We were very much concerned by not duplicating XSL functionality with the risk of pushing complexity into the Parser for tasks that are very easily achieved in XSLT. The 'case' is then simply that the Parser does not re-order elements, and does not compute data (e.g. the total price of all article items). The Parser can flatten hierarchical structures as well as increase nesting levels, it can hide elements in XML or make new groupings that are implicit in the input message, it can supply default values and even map codes, but it does not re-order elements, neither computes original data. Therefore, next to the Parsing step, the reverseXSL Transformer may invoke an optional XSL transformation step as required by the selected mapping profile in order to execute such tasks.

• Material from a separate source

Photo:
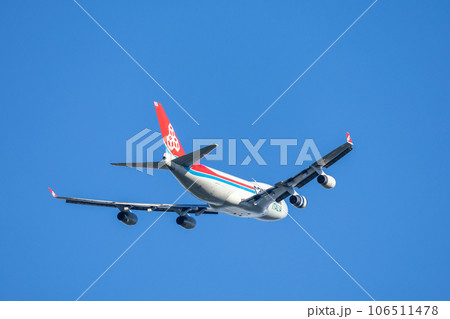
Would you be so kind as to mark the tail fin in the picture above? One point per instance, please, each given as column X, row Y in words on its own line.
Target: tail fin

The reverseXSL Transformer software can execute a Parsing step alone with a given DEF file, or the XSLT step alone with a precise XSL template, or else it performs both steps in sequence before returning the output, as illustrated in the figure.

Such flexibilty opens the possibility of delegating to the reverseXSL Transformer the task of selecting a mapping profile that matches the input at stake. A mapping profile contains by definition a pattern identifying the input brand with instructions for performing the Parsing, or the XSL Transformation, or both, or even no mapping at all. The name of the selected mapping profile is also returned, allowing to branch to diverse application processing areas according to what has been received, and possibly mapped.

Java API and Command-line interfaces

The reverseXSL software extends JAXP (the Java API for XML Processing) with a pair of classes com.reverseXSL.transform.TransfomerFactory and Transfomer just like the javax.xml.transform.TranformerFactory and Tranformer. The new Transformer is capable of transforming any character-based data into XML in addition of the XML-to-XML and XML-to-any capabilities of XSLT alone.

In addition to the java API, the reverseXSL software contains command line programs (running on Windows, UNIX, MacOS and other operating systems with a suitable java runtime) that invoke file-based mappings from the Parser alone (Parse ..args..), or from the complete Transformer (Transform ..args..).

The java source code of the command-line programs is included in the software distribution archive (.jar) as an example of using the APIs, and for customizing the command line tools.